Currently (if language switcher enabled at all), for a certain page P, the language switcher only shows those languages where translations exist for P in qubes-translated. Should it be different?

@marmarek
Copy link
Member Author

Currently (if language switcher enabled at all), for a certain page P, the language switcher only shows those languages where translations exist for P in qubes-translated.
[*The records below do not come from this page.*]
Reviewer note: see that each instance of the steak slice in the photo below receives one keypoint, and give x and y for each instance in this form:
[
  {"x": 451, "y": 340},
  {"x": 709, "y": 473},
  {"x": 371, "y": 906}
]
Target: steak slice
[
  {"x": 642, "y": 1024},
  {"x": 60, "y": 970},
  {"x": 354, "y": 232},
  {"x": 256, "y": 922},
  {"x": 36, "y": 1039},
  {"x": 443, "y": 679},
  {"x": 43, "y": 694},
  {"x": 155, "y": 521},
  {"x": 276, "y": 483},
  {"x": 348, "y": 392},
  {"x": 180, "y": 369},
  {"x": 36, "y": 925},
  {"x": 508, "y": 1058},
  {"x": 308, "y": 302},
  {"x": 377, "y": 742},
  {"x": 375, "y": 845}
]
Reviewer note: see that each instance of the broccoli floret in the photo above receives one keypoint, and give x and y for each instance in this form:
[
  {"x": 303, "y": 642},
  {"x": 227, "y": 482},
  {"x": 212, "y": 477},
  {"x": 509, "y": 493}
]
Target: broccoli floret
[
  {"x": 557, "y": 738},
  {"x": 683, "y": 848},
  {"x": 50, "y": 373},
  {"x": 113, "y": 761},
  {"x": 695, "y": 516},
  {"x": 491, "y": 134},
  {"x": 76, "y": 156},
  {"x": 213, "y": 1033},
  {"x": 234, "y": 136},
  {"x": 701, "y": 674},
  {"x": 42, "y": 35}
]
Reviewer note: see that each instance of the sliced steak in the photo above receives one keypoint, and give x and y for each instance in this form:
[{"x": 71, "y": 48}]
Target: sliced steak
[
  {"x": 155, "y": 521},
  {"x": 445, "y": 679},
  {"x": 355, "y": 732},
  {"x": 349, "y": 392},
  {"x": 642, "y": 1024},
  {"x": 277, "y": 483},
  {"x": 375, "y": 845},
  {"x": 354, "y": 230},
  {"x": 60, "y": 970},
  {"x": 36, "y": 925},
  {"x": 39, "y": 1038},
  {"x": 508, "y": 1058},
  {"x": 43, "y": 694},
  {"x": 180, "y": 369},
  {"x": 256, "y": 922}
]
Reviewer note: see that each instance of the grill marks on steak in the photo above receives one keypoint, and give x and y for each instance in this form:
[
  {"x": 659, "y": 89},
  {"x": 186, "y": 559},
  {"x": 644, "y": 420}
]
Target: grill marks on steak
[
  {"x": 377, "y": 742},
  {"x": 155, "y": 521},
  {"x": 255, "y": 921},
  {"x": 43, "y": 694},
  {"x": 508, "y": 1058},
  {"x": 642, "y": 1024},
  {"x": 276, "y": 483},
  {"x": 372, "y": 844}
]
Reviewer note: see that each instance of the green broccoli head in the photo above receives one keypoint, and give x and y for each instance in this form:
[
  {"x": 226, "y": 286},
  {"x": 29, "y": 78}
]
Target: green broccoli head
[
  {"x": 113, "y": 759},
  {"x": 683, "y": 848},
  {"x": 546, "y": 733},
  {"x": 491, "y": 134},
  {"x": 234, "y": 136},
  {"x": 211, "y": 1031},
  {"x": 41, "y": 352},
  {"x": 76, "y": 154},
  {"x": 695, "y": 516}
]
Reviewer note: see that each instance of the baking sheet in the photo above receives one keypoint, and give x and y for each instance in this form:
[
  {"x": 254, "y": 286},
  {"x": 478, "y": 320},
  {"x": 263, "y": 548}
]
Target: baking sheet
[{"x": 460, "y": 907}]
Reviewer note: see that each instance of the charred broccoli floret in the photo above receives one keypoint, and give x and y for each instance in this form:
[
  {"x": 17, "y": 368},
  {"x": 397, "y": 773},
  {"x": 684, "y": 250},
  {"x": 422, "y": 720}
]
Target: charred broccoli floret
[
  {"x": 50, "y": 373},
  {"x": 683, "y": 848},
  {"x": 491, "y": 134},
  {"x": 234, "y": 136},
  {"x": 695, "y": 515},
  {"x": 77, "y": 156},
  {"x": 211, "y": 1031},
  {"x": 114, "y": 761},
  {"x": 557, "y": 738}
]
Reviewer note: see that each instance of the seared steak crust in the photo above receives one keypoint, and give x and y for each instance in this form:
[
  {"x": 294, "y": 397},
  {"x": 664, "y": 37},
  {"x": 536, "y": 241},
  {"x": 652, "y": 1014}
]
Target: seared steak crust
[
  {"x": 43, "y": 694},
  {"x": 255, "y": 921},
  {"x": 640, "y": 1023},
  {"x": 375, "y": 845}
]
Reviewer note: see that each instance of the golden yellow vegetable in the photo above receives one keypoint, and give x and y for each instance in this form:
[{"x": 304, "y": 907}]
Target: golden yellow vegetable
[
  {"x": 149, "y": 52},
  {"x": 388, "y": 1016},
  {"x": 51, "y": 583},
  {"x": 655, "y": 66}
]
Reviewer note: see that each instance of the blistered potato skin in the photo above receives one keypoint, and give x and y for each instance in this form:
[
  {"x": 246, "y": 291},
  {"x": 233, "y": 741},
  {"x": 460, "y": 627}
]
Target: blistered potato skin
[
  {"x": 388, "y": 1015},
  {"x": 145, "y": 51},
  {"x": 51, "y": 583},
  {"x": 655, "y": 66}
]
I think this design is fine (even if may look weird at places). The issue is I see only "en" on pages I manually verified the "translated" version exists in the qubes-translated repo. For example documentation index, or developer/building/qubes-builder.md.

@tokideveloper
Copy link
Contributor

tokideveloper commented Jun 24, 2021

Currently (if language switcher enabled at all), for a certain page P, the language switcher only shows those languages where translations exist for P in qubes-translated.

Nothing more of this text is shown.